Western Avenue, London

Perivalediction (2)

To the west of the main Hoover Factory in Perivale (see previous post) is the canteen block, which was added in 1938. Although it shares the white and green colour scheme of the main façade, the canteen is rather different. It’s a steel-framed building, and the load-bearing structure of metal uprights and girders is on the inside, which means that the outside can be covered with bands of windows, right up to the corners.

The details are still strongly Art Deco. The mixture of sharp angles and curves, the flashes of colour, the nautical railings to the balcony, the mouldings, the clock without numerals – all these features are typical of the style, which is a heightened, large-scale version found in streets of 1930s houses off the North Circular Road. The light interiors must have been pleasant spaces in which to eat and relax.

Strip windows, white walls, and a steel frame structure – these are features of buildings in the international modern style that many architects and writers in the years before and after World War II thought was the best way to build. But these structures for the Hoover Company, with their added ornament and strong decorative forms are a far cry from the pared-down simplicity of the international style.
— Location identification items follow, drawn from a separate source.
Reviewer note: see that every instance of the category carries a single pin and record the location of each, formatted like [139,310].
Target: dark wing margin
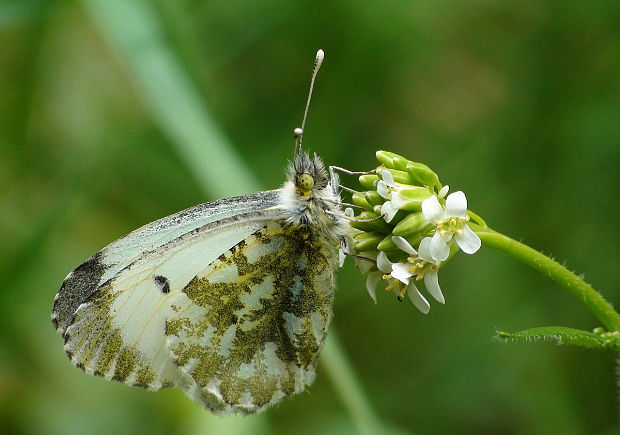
[82,282]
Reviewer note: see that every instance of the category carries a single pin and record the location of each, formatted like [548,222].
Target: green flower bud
[367,241]
[373,198]
[422,174]
[411,224]
[387,244]
[401,177]
[359,199]
[386,158]
[378,225]
[369,181]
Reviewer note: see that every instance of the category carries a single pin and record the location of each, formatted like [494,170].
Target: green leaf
[564,335]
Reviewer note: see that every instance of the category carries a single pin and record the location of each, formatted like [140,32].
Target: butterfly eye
[304,182]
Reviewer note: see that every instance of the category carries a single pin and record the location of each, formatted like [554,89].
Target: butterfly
[229,300]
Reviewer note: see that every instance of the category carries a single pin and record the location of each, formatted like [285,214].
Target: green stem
[602,309]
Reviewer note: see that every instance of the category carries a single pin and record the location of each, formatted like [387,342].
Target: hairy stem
[602,309]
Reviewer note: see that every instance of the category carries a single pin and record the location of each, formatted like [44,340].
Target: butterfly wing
[82,282]
[112,309]
[253,322]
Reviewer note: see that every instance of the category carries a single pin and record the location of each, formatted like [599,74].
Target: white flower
[374,276]
[344,248]
[387,188]
[421,265]
[450,222]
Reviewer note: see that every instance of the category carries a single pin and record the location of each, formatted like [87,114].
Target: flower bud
[359,199]
[386,158]
[422,174]
[367,241]
[411,224]
[412,197]
[369,181]
[387,244]
[373,198]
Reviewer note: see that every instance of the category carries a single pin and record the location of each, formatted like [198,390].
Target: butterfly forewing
[118,332]
[104,265]
[252,323]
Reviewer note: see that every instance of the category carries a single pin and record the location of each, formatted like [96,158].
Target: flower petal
[383,190]
[365,266]
[404,245]
[417,299]
[402,272]
[431,281]
[439,247]
[432,209]
[388,211]
[469,241]
[383,264]
[387,177]
[424,251]
[456,205]
[371,284]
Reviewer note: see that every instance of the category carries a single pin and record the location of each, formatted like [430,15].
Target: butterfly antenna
[298,133]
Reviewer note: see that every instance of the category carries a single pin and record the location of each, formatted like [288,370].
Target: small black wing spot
[163,283]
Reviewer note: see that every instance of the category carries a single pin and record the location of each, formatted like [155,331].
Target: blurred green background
[114,113]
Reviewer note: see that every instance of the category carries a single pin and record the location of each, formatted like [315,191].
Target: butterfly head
[308,174]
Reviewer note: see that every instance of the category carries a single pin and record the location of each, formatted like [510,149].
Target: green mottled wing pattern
[249,327]
[118,332]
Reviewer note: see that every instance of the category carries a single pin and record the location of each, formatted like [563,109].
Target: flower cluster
[409,228]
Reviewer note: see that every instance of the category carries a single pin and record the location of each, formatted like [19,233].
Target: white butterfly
[229,300]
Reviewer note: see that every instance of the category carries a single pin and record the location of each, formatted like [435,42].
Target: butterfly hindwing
[118,332]
[81,283]
[256,320]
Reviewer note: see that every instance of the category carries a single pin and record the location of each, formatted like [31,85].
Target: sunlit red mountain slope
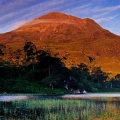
[79,40]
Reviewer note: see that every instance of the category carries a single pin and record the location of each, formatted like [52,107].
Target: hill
[78,40]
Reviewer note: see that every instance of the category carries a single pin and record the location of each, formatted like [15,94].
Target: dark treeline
[41,72]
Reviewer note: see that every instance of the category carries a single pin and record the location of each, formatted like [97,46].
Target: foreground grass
[61,109]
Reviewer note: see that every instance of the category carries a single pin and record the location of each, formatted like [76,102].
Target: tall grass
[60,109]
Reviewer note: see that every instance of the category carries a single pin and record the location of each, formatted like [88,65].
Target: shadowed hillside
[74,39]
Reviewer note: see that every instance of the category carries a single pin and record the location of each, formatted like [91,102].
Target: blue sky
[14,13]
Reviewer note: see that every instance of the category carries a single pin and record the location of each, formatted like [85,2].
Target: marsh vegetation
[61,109]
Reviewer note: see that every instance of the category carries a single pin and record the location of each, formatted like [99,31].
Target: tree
[98,75]
[30,52]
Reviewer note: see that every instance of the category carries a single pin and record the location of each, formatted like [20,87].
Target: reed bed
[61,109]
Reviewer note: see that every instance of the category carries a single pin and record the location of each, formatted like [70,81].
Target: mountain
[78,40]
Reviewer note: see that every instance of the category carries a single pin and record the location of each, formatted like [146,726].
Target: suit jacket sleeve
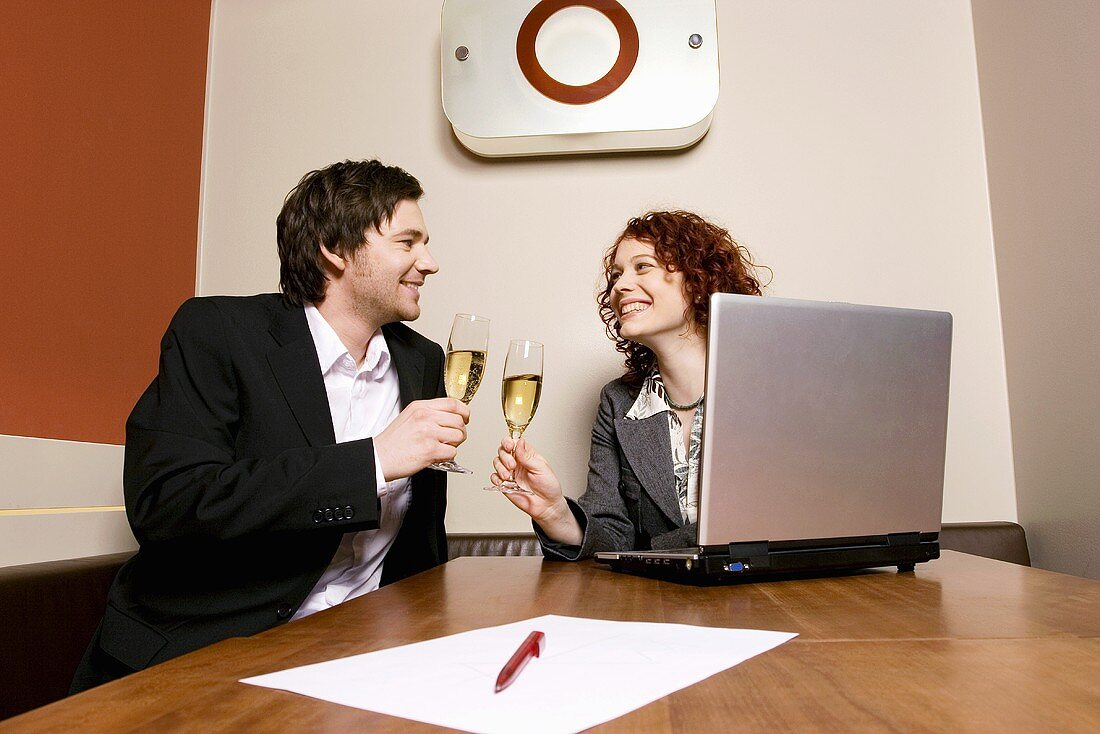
[184,475]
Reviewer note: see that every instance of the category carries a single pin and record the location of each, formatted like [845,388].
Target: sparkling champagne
[519,394]
[463,373]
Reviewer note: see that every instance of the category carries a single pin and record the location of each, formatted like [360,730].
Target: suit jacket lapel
[647,448]
[295,364]
[409,364]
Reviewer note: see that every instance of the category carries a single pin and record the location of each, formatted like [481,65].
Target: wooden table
[964,644]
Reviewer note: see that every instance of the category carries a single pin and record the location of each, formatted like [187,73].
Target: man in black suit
[278,462]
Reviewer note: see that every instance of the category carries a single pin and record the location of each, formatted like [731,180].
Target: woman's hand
[547,503]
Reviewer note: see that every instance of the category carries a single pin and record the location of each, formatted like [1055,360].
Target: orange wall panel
[101,122]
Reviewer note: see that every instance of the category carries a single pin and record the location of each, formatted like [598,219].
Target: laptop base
[751,561]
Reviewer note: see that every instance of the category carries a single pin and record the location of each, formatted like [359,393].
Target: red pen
[530,648]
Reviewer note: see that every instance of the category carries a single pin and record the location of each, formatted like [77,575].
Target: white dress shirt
[362,401]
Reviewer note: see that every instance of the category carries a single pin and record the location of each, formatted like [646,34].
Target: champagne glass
[519,396]
[466,350]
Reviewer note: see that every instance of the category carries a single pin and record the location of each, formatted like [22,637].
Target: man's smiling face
[386,272]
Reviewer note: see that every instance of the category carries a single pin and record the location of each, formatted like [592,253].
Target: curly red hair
[711,262]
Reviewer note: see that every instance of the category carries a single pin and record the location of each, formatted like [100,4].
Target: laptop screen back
[822,420]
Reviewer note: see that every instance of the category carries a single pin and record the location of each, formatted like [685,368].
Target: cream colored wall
[846,152]
[1040,69]
[40,479]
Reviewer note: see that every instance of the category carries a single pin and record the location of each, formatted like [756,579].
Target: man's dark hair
[336,207]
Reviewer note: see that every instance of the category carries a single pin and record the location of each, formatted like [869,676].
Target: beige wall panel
[1040,69]
[846,152]
[70,536]
[43,474]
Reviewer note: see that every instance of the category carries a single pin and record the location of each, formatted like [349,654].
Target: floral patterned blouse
[651,401]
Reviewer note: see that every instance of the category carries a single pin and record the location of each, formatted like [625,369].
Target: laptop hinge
[755,552]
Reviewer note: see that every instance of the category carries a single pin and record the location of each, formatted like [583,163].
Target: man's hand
[426,431]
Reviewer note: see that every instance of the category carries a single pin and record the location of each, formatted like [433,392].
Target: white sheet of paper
[591,671]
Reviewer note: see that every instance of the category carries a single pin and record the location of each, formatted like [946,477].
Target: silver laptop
[824,434]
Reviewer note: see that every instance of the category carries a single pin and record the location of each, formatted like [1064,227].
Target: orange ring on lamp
[576,94]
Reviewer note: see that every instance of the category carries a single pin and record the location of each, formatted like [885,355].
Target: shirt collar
[650,400]
[331,352]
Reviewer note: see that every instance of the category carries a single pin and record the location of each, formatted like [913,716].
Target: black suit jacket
[234,485]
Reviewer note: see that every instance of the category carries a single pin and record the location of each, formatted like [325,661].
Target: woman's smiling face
[647,297]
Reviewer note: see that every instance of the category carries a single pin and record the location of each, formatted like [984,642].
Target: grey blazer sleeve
[617,512]
[601,511]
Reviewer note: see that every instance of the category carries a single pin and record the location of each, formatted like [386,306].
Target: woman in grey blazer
[642,472]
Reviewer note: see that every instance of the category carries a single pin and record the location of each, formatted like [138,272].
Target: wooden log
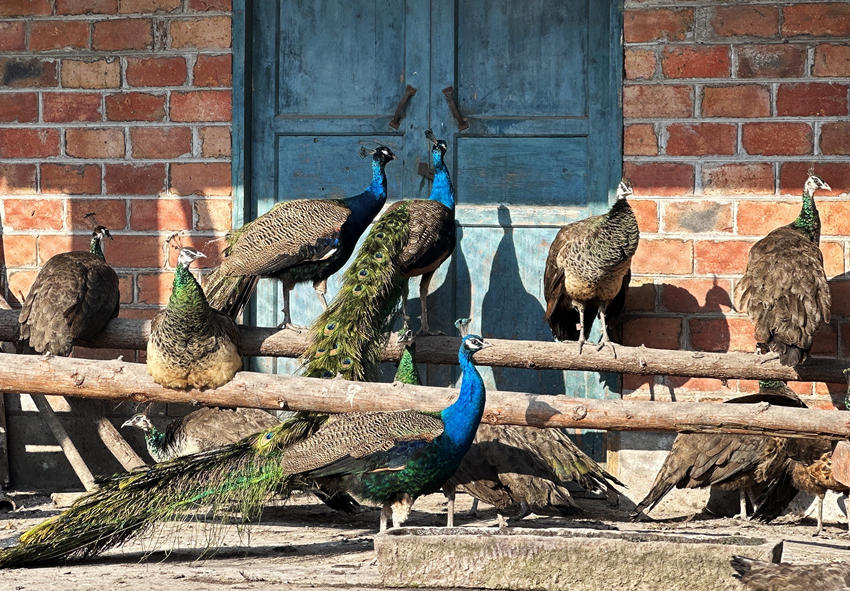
[119,380]
[124,333]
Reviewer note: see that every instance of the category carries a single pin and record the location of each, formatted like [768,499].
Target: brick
[161,214]
[200,179]
[71,179]
[811,98]
[13,36]
[202,105]
[639,63]
[770,61]
[668,256]
[213,70]
[105,73]
[770,139]
[660,178]
[215,141]
[835,138]
[58,34]
[201,33]
[820,20]
[701,139]
[213,214]
[745,100]
[29,143]
[699,61]
[647,100]
[65,107]
[737,179]
[721,256]
[131,33]
[33,214]
[831,60]
[135,106]
[689,296]
[17,179]
[110,213]
[640,26]
[20,107]
[28,73]
[694,217]
[745,21]
[655,333]
[128,179]
[156,71]
[161,142]
[95,143]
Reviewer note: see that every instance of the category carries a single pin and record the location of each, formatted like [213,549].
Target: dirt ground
[304,545]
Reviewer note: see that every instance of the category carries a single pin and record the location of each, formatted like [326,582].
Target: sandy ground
[304,545]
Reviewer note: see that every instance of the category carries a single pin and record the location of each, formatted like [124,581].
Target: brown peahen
[784,288]
[588,271]
[74,296]
[191,344]
[296,241]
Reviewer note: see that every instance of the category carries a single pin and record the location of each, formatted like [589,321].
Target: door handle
[462,123]
[402,104]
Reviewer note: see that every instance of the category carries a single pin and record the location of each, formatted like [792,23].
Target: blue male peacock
[296,241]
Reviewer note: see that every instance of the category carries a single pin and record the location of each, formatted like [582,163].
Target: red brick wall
[726,106]
[121,107]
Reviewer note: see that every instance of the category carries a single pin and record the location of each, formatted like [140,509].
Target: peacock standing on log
[296,241]
[784,288]
[191,344]
[588,271]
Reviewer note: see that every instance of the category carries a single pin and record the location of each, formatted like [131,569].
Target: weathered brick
[156,71]
[640,26]
[770,61]
[28,143]
[698,61]
[200,179]
[745,100]
[63,107]
[647,100]
[819,20]
[660,178]
[770,139]
[128,179]
[33,214]
[668,256]
[811,98]
[721,256]
[701,139]
[72,179]
[693,217]
[135,106]
[211,32]
[105,73]
[20,107]
[131,33]
[737,179]
[58,34]
[745,21]
[161,142]
[201,105]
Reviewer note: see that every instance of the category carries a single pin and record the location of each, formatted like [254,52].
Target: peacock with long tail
[784,288]
[588,270]
[192,344]
[296,241]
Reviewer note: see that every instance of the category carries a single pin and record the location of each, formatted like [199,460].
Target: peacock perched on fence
[588,270]
[192,344]
[296,241]
[784,288]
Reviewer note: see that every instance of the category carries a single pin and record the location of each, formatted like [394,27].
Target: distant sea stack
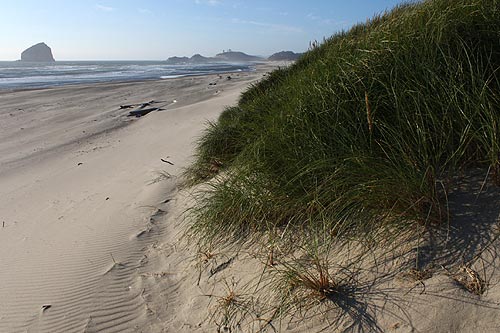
[233,56]
[284,56]
[38,53]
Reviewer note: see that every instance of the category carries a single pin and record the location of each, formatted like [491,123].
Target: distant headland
[38,53]
[232,56]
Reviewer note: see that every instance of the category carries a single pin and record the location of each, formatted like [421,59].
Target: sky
[158,29]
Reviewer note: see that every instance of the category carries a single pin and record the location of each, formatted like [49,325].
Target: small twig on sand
[165,161]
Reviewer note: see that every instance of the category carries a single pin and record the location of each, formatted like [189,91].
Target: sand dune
[83,189]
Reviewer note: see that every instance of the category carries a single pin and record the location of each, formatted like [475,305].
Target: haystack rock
[38,53]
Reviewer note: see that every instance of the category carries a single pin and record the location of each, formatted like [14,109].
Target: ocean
[21,75]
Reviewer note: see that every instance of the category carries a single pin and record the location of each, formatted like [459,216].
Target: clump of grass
[470,280]
[231,309]
[361,133]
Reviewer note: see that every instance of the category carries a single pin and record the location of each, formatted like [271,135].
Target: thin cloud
[324,21]
[208,2]
[104,8]
[273,26]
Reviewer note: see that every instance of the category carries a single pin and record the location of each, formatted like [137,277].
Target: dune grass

Nikolaus Pevsner in his 1951 Buildings of England volume on outer London, could not stomach the industrial Art Deco of the Hoover Factory. He wanted factories to be plain and functional, with international modern facades that were in keeping with the utilitarian production floors behind them; such buildings were viewed as honest. Art Deco structures like the Hoover Factory, on the other hand, were seen as dishonestly hiding their functional heart behind a tawdry frontage. ‘Perhaps the most offensive of the modernistic atrocities along this road of typical bypass factories,’ thundered Pevsner about the Hoover Factory, giving succour to developers who wanted to knock such structures down.

Well, the present is another country, and we see things differently here. Indeed by 1991, when the relevant expanded Pevsner volume, London 3: North West, came out, the new writer, Bridget Cherry, revised this judgement, finding much to admire. It’s sad that Pevsner’s original words were seized upon by developers who wanted an excuse to pull down factories like this, but good that Art Deco buildings now have well informed supporters. London is the richer for the survival of such buildings.